Under this change, staking Ethereum (ETH) and Solana (SOL) will be recognized only as a blockchain validation process, not subject to the regulatory requirements applicable to collective investment schemes.
Previously, vague regulatory definitions created the risk of categorizing staking alongside traditional pooled investment vehicles, which are subject to stricter FSMA regulations.
The amendment clarifies that staking, which involves participants locking up crypto to validate blockchain transactions and secure the network, is fundamentally different and warrants a suitable regulatory framework.
Bill Hughes, lawyer at Consensys, hailed the move as an important step for the sector, pointing out that UK law traditionally regulates collective investment schemes with a heavy-handed approach that has reportedly stifled growth.
He added:
“The operation of a blockchain is NOT an investment program. This is cybersecurity.
As a result, businesses and individuals engaged in blockchain staking now benefit from clear regulation, allowing them to operate without the burden of compliance measures designed for collective investment schemes.
Notably, the move aligns with the UK’s wider strategy to drive innovation in the crypto sector while maintaining proportionate oversight to protect market participants.

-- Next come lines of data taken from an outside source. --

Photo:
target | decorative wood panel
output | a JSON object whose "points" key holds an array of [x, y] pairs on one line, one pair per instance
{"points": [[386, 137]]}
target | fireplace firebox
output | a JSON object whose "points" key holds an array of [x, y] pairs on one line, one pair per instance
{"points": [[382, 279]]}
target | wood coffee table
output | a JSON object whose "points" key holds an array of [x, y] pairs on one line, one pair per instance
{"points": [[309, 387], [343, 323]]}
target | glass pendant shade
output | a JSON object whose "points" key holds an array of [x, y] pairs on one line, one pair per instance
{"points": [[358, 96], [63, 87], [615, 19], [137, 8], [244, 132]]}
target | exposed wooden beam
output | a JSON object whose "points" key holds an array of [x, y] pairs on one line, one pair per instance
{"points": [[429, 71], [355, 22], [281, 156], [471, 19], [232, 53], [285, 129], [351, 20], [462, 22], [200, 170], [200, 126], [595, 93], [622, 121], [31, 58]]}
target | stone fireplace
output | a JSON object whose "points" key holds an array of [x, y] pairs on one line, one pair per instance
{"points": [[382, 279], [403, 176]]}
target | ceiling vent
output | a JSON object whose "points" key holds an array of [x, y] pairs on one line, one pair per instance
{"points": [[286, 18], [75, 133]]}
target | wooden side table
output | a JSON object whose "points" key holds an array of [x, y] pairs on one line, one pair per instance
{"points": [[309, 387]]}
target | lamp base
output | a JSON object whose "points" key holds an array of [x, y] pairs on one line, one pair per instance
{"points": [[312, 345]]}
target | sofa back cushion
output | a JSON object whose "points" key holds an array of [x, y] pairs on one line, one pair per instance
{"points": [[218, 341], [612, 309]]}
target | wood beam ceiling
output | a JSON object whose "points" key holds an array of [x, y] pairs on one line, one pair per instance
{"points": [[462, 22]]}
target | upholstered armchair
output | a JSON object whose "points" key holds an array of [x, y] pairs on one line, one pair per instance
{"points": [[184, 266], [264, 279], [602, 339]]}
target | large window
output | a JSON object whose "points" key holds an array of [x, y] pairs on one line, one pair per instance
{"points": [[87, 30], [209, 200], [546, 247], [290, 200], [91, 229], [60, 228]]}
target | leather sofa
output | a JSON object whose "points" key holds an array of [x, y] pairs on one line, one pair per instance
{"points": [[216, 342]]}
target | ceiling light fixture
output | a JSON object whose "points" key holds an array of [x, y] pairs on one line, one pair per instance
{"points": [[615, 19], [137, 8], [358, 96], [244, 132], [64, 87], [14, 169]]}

In November last year, the British government announcement it would develop regulations to stimulate regional innovation. The plans included guidelines for stablecoins and a new regulatory status for staking. The aim is to avoid hindering technological innovation and leaving the UK behind in the crypto arms race.
Single process
The amendment explicitly recognizes the unique nature of staking, ensuring that it is not subject to inappropriate regulatory frameworks.
It defines an “eligible crypto asset” as crypto that meets the criteria specified in current UK legislation, which recognizes such assets for regulatory purposes.
At the same time, “blockchain validation” concerns the validation of transactions on blockchain networks or similar distributed ledger technologies, often supported by staking mechanisms.
The amendment is particularly relevant for large blockchain networks like Ethereum and Solana, which rely on staking for transaction validation. This change could increase added value for companies holding these assets and encourage the offering of exchange-traded products that leverage UK holdings.